During the recording period of 1993-2002, 34 species of fish were verified in the state of Berlin, including six non-local species. Compared with 1993, the species inventory was expanded by one non-indigenous fish species, the marble carp, a cyprinide originating in China, which was stocked, particularly during the 1980s, for economic reasons. Moreover, a second bullhead species has now been verified in Berlin, the black bullhead (Ameiurus melas). This species was already described by Doering & Ludwig (1992) for the bodies of water in the Great Tiergarten; however, it could not be taken into account in the current map representation either, since the living catch reports do not distinguish between the two species, so that their occurrences cannot be delimited clearly from one another (Wolter et al. 2003).
Since 1993, order has brought to the taxonomic chaos previously prevailing in the systematics of European freshwater fish, particularly due to the basic work of Kottelat (1997). As a result, the scientific species names of several fish species have been changed, by comparison with the last edition of the map. Besides this editorial change, the view of a species as not local (non-indigenous, neozoans) has been fundamentally changed. As the result of an international working group on Neozoans/ Neophytes, the year 1492, the official discovery of the "New World" by Columbus, has been established as the threshold year for the determination of a species as non-indigenous, since after this, the exchange processes of goods, commodities and also biota increased immensely between the continents. Species of fish naturalized after 1492 are regarded as non-indigenous, not local (Kinzelbach 1996, Kowarik 2003).

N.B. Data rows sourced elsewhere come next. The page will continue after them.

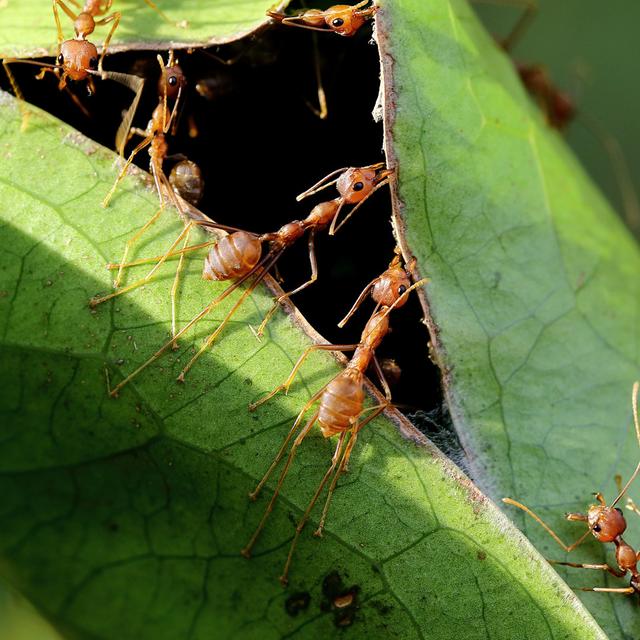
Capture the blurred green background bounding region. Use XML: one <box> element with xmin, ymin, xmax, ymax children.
<box><xmin>0</xmin><ymin>0</ymin><xmax>640</xmax><ymax>640</ymax></box>
<box><xmin>473</xmin><ymin>0</ymin><xmax>640</xmax><ymax>237</ymax></box>
<box><xmin>0</xmin><ymin>580</ymin><xmax>61</xmax><ymax>640</ymax></box>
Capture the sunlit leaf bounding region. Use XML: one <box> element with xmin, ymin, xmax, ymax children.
<box><xmin>377</xmin><ymin>0</ymin><xmax>640</xmax><ymax>638</ymax></box>
<box><xmin>0</xmin><ymin>89</ymin><xmax>603</xmax><ymax>640</ymax></box>
<box><xmin>0</xmin><ymin>0</ymin><xmax>288</xmax><ymax>58</ymax></box>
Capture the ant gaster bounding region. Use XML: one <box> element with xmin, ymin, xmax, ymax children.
<box><xmin>242</xmin><ymin>255</ymin><xmax>426</xmax><ymax>585</ymax></box>
<box><xmin>105</xmin><ymin>163</ymin><xmax>392</xmax><ymax>396</ymax></box>
<box><xmin>502</xmin><ymin>382</ymin><xmax>640</xmax><ymax>595</ymax></box>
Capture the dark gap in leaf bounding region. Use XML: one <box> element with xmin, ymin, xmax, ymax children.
<box><xmin>0</xmin><ymin>12</ymin><xmax>462</xmax><ymax>462</ymax></box>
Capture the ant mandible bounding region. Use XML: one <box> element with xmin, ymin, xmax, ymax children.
<box><xmin>502</xmin><ymin>382</ymin><xmax>640</xmax><ymax>595</ymax></box>
<box><xmin>267</xmin><ymin>0</ymin><xmax>378</xmax><ymax>37</ymax></box>
<box><xmin>104</xmin><ymin>163</ymin><xmax>392</xmax><ymax>397</ymax></box>
<box><xmin>2</xmin><ymin>0</ymin><xmax>143</xmax><ymax>130</ymax></box>
<box><xmin>242</xmin><ymin>255</ymin><xmax>427</xmax><ymax>585</ymax></box>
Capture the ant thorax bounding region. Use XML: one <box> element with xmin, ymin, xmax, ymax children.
<box><xmin>587</xmin><ymin>505</ymin><xmax>627</xmax><ymax>542</ymax></box>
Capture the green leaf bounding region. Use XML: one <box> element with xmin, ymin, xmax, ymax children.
<box><xmin>0</xmin><ymin>580</ymin><xmax>60</xmax><ymax>640</ymax></box>
<box><xmin>377</xmin><ymin>0</ymin><xmax>640</xmax><ymax>638</ymax></box>
<box><xmin>0</xmin><ymin>0</ymin><xmax>288</xmax><ymax>58</ymax></box>
<box><xmin>0</xmin><ymin>95</ymin><xmax>604</xmax><ymax>640</ymax></box>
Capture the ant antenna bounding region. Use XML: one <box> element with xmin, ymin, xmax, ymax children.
<box><xmin>609</xmin><ymin>381</ymin><xmax>640</xmax><ymax>507</ymax></box>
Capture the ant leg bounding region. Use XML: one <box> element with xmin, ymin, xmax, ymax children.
<box><xmin>178</xmin><ymin>270</ymin><xmax>278</xmax><ymax>382</ymax></box>
<box><xmin>89</xmin><ymin>219</ymin><xmax>195</xmax><ymax>306</ymax></box>
<box><xmin>257</xmin><ymin>231</ymin><xmax>318</xmax><ymax>337</ymax></box>
<box><xmin>144</xmin><ymin>0</ymin><xmax>189</xmax><ymax>29</ymax></box>
<box><xmin>240</xmin><ymin>411</ymin><xmax>319</xmax><ymax>558</ymax></box>
<box><xmin>547</xmin><ymin>560</ymin><xmax>627</xmax><ymax>578</ymax></box>
<box><xmin>2</xmin><ymin>58</ymin><xmax>32</xmax><ymax>131</ymax></box>
<box><xmin>472</xmin><ymin>0</ymin><xmax>538</xmax><ymax>52</ymax></box>
<box><xmin>165</xmin><ymin>222</ymin><xmax>193</xmax><ymax>349</ymax></box>
<box><xmin>249</xmin><ymin>384</ymin><xmax>327</xmax><ymax>500</ymax></box>
<box><xmin>95</xmin><ymin>11</ymin><xmax>121</xmax><ymax>75</ymax></box>
<box><xmin>280</xmin><ymin>431</ymin><xmax>347</xmax><ymax>587</ymax></box>
<box><xmin>313</xmin><ymin>403</ymin><xmax>389</xmax><ymax>538</ymax></box>
<box><xmin>373</xmin><ymin>354</ymin><xmax>391</xmax><ymax>404</ymax></box>
<box><xmin>249</xmin><ymin>344</ymin><xmax>358</xmax><ymax>411</ymax></box>
<box><xmin>53</xmin><ymin>0</ymin><xmax>78</xmax><ymax>24</ymax></box>
<box><xmin>109</xmin><ymin>253</ymin><xmax>280</xmax><ymax>398</ymax></box>
<box><xmin>53</xmin><ymin>0</ymin><xmax>69</xmax><ymax>48</ymax></box>
<box><xmin>305</xmin><ymin>33</ymin><xmax>329</xmax><ymax>120</ymax></box>
<box><xmin>107</xmin><ymin>240</ymin><xmax>218</xmax><ymax>271</ymax></box>
<box><xmin>102</xmin><ymin>137</ymin><xmax>152</xmax><ymax>207</ymax></box>
<box><xmin>502</xmin><ymin>498</ymin><xmax>591</xmax><ymax>553</ymax></box>
<box><xmin>114</xmin><ymin>71</ymin><xmax>147</xmax><ymax>158</ymax></box>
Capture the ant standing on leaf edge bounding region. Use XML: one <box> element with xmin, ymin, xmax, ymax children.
<box><xmin>241</xmin><ymin>249</ymin><xmax>427</xmax><ymax>586</ymax></box>
<box><xmin>502</xmin><ymin>382</ymin><xmax>640</xmax><ymax>596</ymax></box>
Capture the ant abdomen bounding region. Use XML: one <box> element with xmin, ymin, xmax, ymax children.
<box><xmin>202</xmin><ymin>231</ymin><xmax>262</xmax><ymax>280</ymax></box>
<box><xmin>318</xmin><ymin>369</ymin><xmax>364</xmax><ymax>438</ymax></box>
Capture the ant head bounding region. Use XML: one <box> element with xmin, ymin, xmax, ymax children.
<box><xmin>73</xmin><ymin>11</ymin><xmax>96</xmax><ymax>39</ymax></box>
<box><xmin>371</xmin><ymin>260</ymin><xmax>411</xmax><ymax>308</ymax></box>
<box><xmin>336</xmin><ymin>167</ymin><xmax>380</xmax><ymax>204</ymax></box>
<box><xmin>587</xmin><ymin>504</ymin><xmax>627</xmax><ymax>542</ymax></box>
<box><xmin>300</xmin><ymin>9</ymin><xmax>330</xmax><ymax>28</ymax></box>
<box><xmin>324</xmin><ymin>4</ymin><xmax>367</xmax><ymax>37</ymax></box>
<box><xmin>158</xmin><ymin>64</ymin><xmax>187</xmax><ymax>100</ymax></box>
<box><xmin>56</xmin><ymin>39</ymin><xmax>98</xmax><ymax>81</ymax></box>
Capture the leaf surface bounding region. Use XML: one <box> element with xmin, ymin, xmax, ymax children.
<box><xmin>0</xmin><ymin>95</ymin><xmax>604</xmax><ymax>640</ymax></box>
<box><xmin>377</xmin><ymin>0</ymin><xmax>640</xmax><ymax>639</ymax></box>
<box><xmin>0</xmin><ymin>0</ymin><xmax>288</xmax><ymax>58</ymax></box>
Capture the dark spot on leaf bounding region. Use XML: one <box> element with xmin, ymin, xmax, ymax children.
<box><xmin>284</xmin><ymin>591</ymin><xmax>311</xmax><ymax>616</ymax></box>
<box><xmin>320</xmin><ymin>571</ymin><xmax>360</xmax><ymax>627</ymax></box>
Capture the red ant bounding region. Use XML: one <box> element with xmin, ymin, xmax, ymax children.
<box><xmin>267</xmin><ymin>0</ymin><xmax>378</xmax><ymax>37</ymax></box>
<box><xmin>474</xmin><ymin>0</ymin><xmax>640</xmax><ymax>231</ymax></box>
<box><xmin>104</xmin><ymin>163</ymin><xmax>392</xmax><ymax>396</ymax></box>
<box><xmin>502</xmin><ymin>382</ymin><xmax>640</xmax><ymax>595</ymax></box>
<box><xmin>242</xmin><ymin>255</ymin><xmax>426</xmax><ymax>585</ymax></box>
<box><xmin>2</xmin><ymin>0</ymin><xmax>142</xmax><ymax>130</ymax></box>
<box><xmin>89</xmin><ymin>51</ymin><xmax>193</xmax><ymax>348</ymax></box>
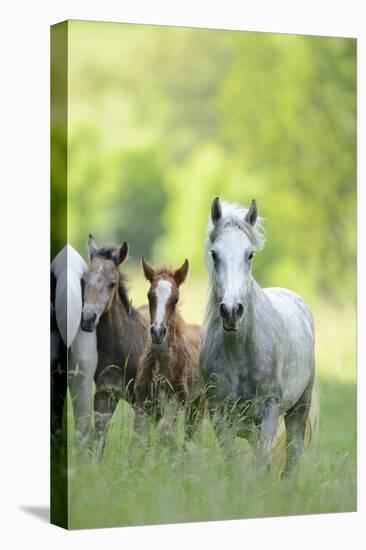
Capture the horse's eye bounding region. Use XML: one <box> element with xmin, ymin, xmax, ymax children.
<box><xmin>211</xmin><ymin>250</ymin><xmax>219</xmax><ymax>263</ymax></box>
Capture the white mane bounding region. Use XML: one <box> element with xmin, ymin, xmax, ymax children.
<box><xmin>203</xmin><ymin>200</ymin><xmax>266</xmax><ymax>332</ymax></box>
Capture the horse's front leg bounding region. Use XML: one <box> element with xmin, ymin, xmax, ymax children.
<box><xmin>256</xmin><ymin>398</ymin><xmax>280</xmax><ymax>468</ymax></box>
<box><xmin>70</xmin><ymin>329</ymin><xmax>98</xmax><ymax>443</ymax></box>
<box><xmin>208</xmin><ymin>404</ymin><xmax>235</xmax><ymax>462</ymax></box>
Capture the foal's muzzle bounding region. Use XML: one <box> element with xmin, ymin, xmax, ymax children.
<box><xmin>219</xmin><ymin>302</ymin><xmax>244</xmax><ymax>331</ymax></box>
<box><xmin>80</xmin><ymin>312</ymin><xmax>97</xmax><ymax>332</ymax></box>
<box><xmin>150</xmin><ymin>325</ymin><xmax>167</xmax><ymax>344</ymax></box>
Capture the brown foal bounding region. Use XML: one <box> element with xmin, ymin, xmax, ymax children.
<box><xmin>135</xmin><ymin>258</ymin><xmax>204</xmax><ymax>437</ymax></box>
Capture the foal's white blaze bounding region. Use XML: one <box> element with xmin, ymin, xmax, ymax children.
<box><xmin>155</xmin><ymin>279</ymin><xmax>172</xmax><ymax>325</ymax></box>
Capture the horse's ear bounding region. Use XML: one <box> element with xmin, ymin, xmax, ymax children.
<box><xmin>245</xmin><ymin>199</ymin><xmax>258</xmax><ymax>225</ymax></box>
<box><xmin>141</xmin><ymin>256</ymin><xmax>155</xmax><ymax>283</ymax></box>
<box><xmin>116</xmin><ymin>241</ymin><xmax>128</xmax><ymax>265</ymax></box>
<box><xmin>211</xmin><ymin>197</ymin><xmax>222</xmax><ymax>225</ymax></box>
<box><xmin>88</xmin><ymin>235</ymin><xmax>98</xmax><ymax>261</ymax></box>
<box><xmin>174</xmin><ymin>260</ymin><xmax>189</xmax><ymax>286</ymax></box>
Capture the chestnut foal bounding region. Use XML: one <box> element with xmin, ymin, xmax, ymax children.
<box><xmin>135</xmin><ymin>258</ymin><xmax>205</xmax><ymax>438</ymax></box>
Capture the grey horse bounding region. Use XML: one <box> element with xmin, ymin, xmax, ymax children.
<box><xmin>200</xmin><ymin>198</ymin><xmax>318</xmax><ymax>475</ymax></box>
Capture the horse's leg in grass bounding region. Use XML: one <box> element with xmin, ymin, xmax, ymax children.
<box><xmin>184</xmin><ymin>395</ymin><xmax>207</xmax><ymax>441</ymax></box>
<box><xmin>70</xmin><ymin>329</ymin><xmax>98</xmax><ymax>443</ymax></box>
<box><xmin>283</xmin><ymin>380</ymin><xmax>313</xmax><ymax>477</ymax></box>
<box><xmin>94</xmin><ymin>385</ymin><xmax>121</xmax><ymax>455</ymax></box>
<box><xmin>208</xmin><ymin>405</ymin><xmax>235</xmax><ymax>464</ymax></box>
<box><xmin>256</xmin><ymin>398</ymin><xmax>279</xmax><ymax>469</ymax></box>
<box><xmin>51</xmin><ymin>330</ymin><xmax>67</xmax><ymax>441</ymax></box>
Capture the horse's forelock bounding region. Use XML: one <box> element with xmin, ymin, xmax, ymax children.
<box><xmin>207</xmin><ymin>201</ymin><xmax>265</xmax><ymax>251</ymax></box>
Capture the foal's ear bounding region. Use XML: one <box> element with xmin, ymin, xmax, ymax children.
<box><xmin>174</xmin><ymin>260</ymin><xmax>189</xmax><ymax>286</ymax></box>
<box><xmin>116</xmin><ymin>241</ymin><xmax>128</xmax><ymax>265</ymax></box>
<box><xmin>245</xmin><ymin>199</ymin><xmax>258</xmax><ymax>225</ymax></box>
<box><xmin>88</xmin><ymin>235</ymin><xmax>98</xmax><ymax>261</ymax></box>
<box><xmin>211</xmin><ymin>197</ymin><xmax>222</xmax><ymax>225</ymax></box>
<box><xmin>141</xmin><ymin>256</ymin><xmax>155</xmax><ymax>283</ymax></box>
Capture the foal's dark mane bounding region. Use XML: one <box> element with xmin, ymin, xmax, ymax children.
<box><xmin>95</xmin><ymin>246</ymin><xmax>133</xmax><ymax>315</ymax></box>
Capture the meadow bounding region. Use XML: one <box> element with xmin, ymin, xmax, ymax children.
<box><xmin>64</xmin><ymin>271</ymin><xmax>356</xmax><ymax>528</ymax></box>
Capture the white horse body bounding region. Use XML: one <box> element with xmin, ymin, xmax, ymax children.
<box><xmin>51</xmin><ymin>244</ymin><xmax>98</xmax><ymax>444</ymax></box>
<box><xmin>200</xmin><ymin>198</ymin><xmax>319</xmax><ymax>475</ymax></box>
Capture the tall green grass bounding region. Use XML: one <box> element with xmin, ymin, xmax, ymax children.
<box><xmin>68</xmin><ymin>300</ymin><xmax>356</xmax><ymax>528</ymax></box>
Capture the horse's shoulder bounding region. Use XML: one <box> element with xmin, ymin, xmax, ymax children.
<box><xmin>263</xmin><ymin>287</ymin><xmax>314</xmax><ymax>332</ymax></box>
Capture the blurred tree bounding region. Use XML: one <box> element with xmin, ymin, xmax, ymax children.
<box><xmin>64</xmin><ymin>21</ymin><xmax>356</xmax><ymax>299</ymax></box>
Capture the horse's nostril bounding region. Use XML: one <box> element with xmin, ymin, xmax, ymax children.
<box><xmin>219</xmin><ymin>302</ymin><xmax>229</xmax><ymax>319</ymax></box>
<box><xmin>234</xmin><ymin>302</ymin><xmax>244</xmax><ymax>319</ymax></box>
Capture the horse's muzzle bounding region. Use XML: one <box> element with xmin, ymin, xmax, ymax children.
<box><xmin>219</xmin><ymin>302</ymin><xmax>244</xmax><ymax>332</ymax></box>
<box><xmin>80</xmin><ymin>313</ymin><xmax>97</xmax><ymax>332</ymax></box>
<box><xmin>150</xmin><ymin>325</ymin><xmax>167</xmax><ymax>345</ymax></box>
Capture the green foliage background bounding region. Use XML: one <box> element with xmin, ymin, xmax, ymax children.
<box><xmin>68</xmin><ymin>21</ymin><xmax>356</xmax><ymax>301</ymax></box>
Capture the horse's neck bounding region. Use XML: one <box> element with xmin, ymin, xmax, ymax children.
<box><xmin>101</xmin><ymin>292</ymin><xmax>128</xmax><ymax>330</ymax></box>
<box><xmin>151</xmin><ymin>313</ymin><xmax>185</xmax><ymax>374</ymax></box>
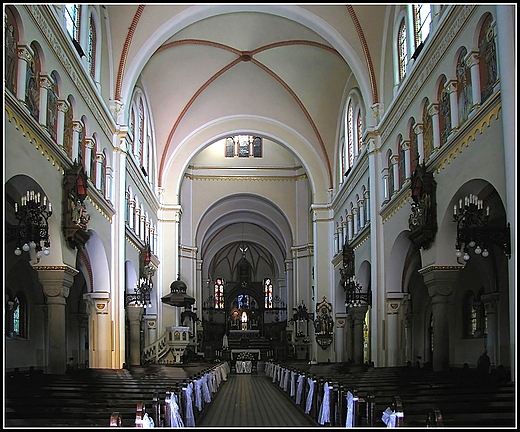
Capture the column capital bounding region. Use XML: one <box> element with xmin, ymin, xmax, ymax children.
<box><xmin>33</xmin><ymin>265</ymin><xmax>79</xmax><ymax>302</ymax></box>
<box><xmin>419</xmin><ymin>266</ymin><xmax>464</xmax><ymax>300</ymax></box>
<box><xmin>83</xmin><ymin>292</ymin><xmax>110</xmax><ymax>315</ymax></box>
<box><xmin>386</xmin><ymin>292</ymin><xmax>408</xmax><ymax>315</ymax></box>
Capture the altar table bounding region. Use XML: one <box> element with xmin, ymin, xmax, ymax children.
<box><xmin>235</xmin><ymin>360</ymin><xmax>253</xmax><ymax>373</ymax></box>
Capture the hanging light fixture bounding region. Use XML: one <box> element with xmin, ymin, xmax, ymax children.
<box><xmin>14</xmin><ymin>191</ymin><xmax>52</xmax><ymax>259</ymax></box>
<box><xmin>453</xmin><ymin>194</ymin><xmax>511</xmax><ymax>261</ymax></box>
<box><xmin>344</xmin><ymin>275</ymin><xmax>372</xmax><ymax>307</ymax></box>
<box><xmin>126</xmin><ymin>277</ymin><xmax>153</xmax><ymax>309</ymax></box>
<box><xmin>126</xmin><ymin>244</ymin><xmax>155</xmax><ymax>309</ymax></box>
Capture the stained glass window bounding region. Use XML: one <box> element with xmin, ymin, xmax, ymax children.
<box><xmin>397</xmin><ymin>19</ymin><xmax>408</xmax><ymax>82</ymax></box>
<box><xmin>214</xmin><ymin>278</ymin><xmax>224</xmax><ymax>309</ymax></box>
<box><xmin>264</xmin><ymin>278</ymin><xmax>273</xmax><ymax>309</ymax></box>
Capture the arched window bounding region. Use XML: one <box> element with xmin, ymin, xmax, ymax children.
<box><xmin>478</xmin><ymin>14</ymin><xmax>498</xmax><ymax>103</ymax></box>
<box><xmin>47</xmin><ymin>73</ymin><xmax>58</xmax><ymax>141</ymax></box>
<box><xmin>214</xmin><ymin>278</ymin><xmax>224</xmax><ymax>309</ymax></box>
<box><xmin>409</xmin><ymin>118</ymin><xmax>419</xmax><ymax>173</ymax></box>
<box><xmin>87</xmin><ymin>14</ymin><xmax>97</xmax><ymax>80</ymax></box>
<box><xmin>345</xmin><ymin>99</ymin><xmax>354</xmax><ymax>171</ymax></box>
<box><xmin>398</xmin><ymin>136</ymin><xmax>406</xmax><ymax>187</ymax></box>
<box><xmin>412</xmin><ymin>4</ymin><xmax>432</xmax><ymax>49</ymax></box>
<box><xmin>422</xmin><ymin>99</ymin><xmax>433</xmax><ymax>161</ymax></box>
<box><xmin>63</xmin><ymin>99</ymin><xmax>74</xmax><ymax>159</ymax></box>
<box><xmin>89</xmin><ymin>137</ymin><xmax>98</xmax><ymax>184</ymax></box>
<box><xmin>438</xmin><ymin>76</ymin><xmax>451</xmax><ymax>147</ymax></box>
<box><xmin>356</xmin><ymin>109</ymin><xmax>363</xmax><ymax>154</ymax></box>
<box><xmin>264</xmin><ymin>278</ymin><xmax>273</xmax><ymax>309</ymax></box>
<box><xmin>4</xmin><ymin>8</ymin><xmax>18</xmax><ymax>94</ymax></box>
<box><xmin>63</xmin><ymin>3</ymin><xmax>81</xmax><ymax>43</ymax></box>
<box><xmin>397</xmin><ymin>18</ymin><xmax>408</xmax><ymax>82</ymax></box>
<box><xmin>457</xmin><ymin>48</ymin><xmax>473</xmax><ymax>126</ymax></box>
<box><xmin>25</xmin><ymin>45</ymin><xmax>40</xmax><ymax>121</ymax></box>
<box><xmin>386</xmin><ymin>152</ymin><xmax>394</xmax><ymax>198</ymax></box>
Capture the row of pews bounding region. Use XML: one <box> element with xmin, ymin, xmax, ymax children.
<box><xmin>265</xmin><ymin>362</ymin><xmax>516</xmax><ymax>427</ymax></box>
<box><xmin>4</xmin><ymin>362</ymin><xmax>229</xmax><ymax>428</ymax></box>
<box><xmin>110</xmin><ymin>362</ymin><xmax>230</xmax><ymax>428</ymax></box>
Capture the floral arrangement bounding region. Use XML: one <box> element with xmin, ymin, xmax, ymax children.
<box><xmin>237</xmin><ymin>351</ymin><xmax>255</xmax><ymax>361</ymax></box>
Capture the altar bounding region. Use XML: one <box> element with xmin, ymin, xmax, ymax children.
<box><xmin>235</xmin><ymin>360</ymin><xmax>253</xmax><ymax>373</ymax></box>
<box><xmin>229</xmin><ymin>330</ymin><xmax>260</xmax><ymax>339</ymax></box>
<box><xmin>231</xmin><ymin>348</ymin><xmax>260</xmax><ymax>363</ymax></box>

In glaring contradiction to this, the new Berlin State Fishing Regulation (LFischO, GVbl Berlin 57, No. 54 of December 22nd 2001) has, for purposes of simplification of economic stocking measures of the fish industry (abolition of approval requirements), established all species of fish naturalized since 1900 as local. However, this administrative simplification of stocking regulations is of marginal importance for the ichtheofauna, since the neozoans in terms of the stricter definition which still remain in Berlin waters are economically insignificant and hence, despite unrestricted stocking possibilities, in permanent decline (cf. Tab. 1 ).
The species carp and gibel carp, which are economically significant in Berlin, particularly for fishermen, are no longer viewed as non-indigenous, as they were in the edition 1993, since they demonstrably settled the Elbe watershed area, including the Havel and Spree, between 530 and 1100 (Hoffmann 1994).